Et puis, il y a bien sûr les pépettes : de cela, Marc Daunis ne parle pas, mais être élu aujourd’hui, avec la charge de travail induite, n’est pas à la portée du premier venu. En jeune premier, il faut d’abord payer sa campagne (être encarté d’entrée, c’est la loose…), il faut ensuite sacrifier son activité professionnelle au profit d’une collectivité de plus en plus avare. Et il faut continuer à nourrir ses proches en bon père de famille.
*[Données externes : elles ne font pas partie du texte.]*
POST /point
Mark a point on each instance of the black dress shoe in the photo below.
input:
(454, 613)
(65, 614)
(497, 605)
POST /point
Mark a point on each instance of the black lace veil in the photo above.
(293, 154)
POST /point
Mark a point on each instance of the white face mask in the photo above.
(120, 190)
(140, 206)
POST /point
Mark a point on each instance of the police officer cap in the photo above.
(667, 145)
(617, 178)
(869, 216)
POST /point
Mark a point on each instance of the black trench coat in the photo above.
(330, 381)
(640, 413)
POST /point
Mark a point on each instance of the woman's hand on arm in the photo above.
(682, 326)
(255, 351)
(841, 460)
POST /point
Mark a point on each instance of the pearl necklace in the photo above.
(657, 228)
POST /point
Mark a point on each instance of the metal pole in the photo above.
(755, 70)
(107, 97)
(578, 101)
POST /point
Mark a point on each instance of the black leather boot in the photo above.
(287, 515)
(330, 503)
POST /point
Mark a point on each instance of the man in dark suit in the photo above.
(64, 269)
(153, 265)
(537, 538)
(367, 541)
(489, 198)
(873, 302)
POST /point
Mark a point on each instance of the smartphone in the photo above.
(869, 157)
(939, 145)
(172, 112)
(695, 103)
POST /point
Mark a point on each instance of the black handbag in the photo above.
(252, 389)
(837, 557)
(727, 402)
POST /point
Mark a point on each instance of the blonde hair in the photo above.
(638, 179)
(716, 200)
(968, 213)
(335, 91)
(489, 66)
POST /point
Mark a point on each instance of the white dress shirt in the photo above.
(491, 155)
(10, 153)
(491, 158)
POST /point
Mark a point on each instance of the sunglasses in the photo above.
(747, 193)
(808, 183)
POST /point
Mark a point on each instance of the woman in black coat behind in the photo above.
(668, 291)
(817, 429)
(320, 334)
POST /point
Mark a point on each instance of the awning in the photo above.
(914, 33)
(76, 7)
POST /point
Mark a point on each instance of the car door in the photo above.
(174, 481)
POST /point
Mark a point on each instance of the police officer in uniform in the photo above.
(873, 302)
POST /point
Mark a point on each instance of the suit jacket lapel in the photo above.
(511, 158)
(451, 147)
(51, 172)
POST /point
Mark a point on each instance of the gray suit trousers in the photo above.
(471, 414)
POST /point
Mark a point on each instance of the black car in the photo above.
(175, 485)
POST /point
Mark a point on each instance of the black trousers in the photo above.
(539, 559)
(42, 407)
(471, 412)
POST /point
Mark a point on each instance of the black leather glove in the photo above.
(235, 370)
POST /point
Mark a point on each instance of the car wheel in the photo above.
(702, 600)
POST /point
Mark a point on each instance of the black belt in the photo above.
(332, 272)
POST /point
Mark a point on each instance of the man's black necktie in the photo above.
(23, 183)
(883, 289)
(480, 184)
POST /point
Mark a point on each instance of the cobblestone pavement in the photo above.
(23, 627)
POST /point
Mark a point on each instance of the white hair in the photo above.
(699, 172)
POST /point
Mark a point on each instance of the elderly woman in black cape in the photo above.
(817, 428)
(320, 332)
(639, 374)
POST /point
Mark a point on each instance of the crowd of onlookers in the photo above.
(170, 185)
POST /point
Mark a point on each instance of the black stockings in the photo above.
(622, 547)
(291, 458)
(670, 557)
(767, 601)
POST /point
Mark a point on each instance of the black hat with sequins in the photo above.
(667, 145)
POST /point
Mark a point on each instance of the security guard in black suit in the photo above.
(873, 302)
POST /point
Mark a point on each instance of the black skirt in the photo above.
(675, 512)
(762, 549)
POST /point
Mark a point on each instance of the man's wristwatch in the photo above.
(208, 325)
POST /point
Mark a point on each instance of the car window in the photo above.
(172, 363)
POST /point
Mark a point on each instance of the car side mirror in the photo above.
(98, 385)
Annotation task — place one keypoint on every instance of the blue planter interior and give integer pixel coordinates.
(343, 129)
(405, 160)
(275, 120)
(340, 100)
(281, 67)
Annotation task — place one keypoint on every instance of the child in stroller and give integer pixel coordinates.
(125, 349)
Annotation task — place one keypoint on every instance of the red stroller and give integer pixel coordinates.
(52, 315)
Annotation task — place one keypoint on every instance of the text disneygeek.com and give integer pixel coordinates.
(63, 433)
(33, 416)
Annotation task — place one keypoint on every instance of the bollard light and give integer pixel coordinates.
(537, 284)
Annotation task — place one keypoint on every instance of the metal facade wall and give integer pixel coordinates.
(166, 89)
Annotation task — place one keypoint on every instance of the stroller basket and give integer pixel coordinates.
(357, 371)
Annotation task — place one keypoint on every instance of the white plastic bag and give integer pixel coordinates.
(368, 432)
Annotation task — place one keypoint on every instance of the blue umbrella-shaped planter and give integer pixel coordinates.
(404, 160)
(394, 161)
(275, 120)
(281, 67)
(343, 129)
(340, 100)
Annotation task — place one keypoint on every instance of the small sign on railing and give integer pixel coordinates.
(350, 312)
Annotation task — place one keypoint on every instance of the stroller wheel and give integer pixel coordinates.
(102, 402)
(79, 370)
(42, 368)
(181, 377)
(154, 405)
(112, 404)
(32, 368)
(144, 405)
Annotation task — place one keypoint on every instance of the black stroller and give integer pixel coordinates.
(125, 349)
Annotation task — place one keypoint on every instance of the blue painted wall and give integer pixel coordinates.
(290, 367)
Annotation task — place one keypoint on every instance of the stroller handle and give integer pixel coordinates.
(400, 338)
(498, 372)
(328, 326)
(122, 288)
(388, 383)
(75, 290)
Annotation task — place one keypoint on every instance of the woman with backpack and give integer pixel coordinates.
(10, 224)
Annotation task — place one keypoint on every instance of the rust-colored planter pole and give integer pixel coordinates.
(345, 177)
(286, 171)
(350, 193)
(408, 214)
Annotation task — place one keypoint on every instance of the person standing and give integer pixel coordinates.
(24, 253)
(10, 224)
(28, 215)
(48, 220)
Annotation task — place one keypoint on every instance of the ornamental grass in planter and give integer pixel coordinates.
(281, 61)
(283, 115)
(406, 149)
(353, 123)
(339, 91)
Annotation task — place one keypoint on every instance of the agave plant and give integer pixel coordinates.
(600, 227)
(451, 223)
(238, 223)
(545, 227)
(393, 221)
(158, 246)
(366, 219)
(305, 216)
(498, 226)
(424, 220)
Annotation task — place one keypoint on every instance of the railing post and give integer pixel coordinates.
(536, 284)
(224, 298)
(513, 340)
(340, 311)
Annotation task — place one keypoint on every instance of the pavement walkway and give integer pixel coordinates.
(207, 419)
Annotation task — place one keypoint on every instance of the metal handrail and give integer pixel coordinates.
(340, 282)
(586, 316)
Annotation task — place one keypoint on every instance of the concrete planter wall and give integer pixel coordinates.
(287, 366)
Deux solutions : fonctionnariser femme, mari et/ou progéniture pour garder un train de vie décent, ou cumuler pour certes mieux régner, mais surtout arrondir ses fins de mois. C’est un peu caricatural, mais pas si éloigné de la réalité. Un édile affamé est moins armé qu’un double-élu qui bosse plus pour gagner plus.

 

Marc Daunis, lui, revient à des considérations moins espiègles : «on dit que le non-cumul des mandats est plus démocratique, mais c’est un trompe-l’œil. Aujourd’hui, qui peut se lancer dans une campagne (et remporter l’élection) sans le soutien financier de son parti ?» Pratiquement personne, et à n’en point douter, il faudra être adoubé par un ancien pour remplir les urnes. Alors, quelle différence ? De super-élus, nous ferions un pas en arrière au pays des vassaux.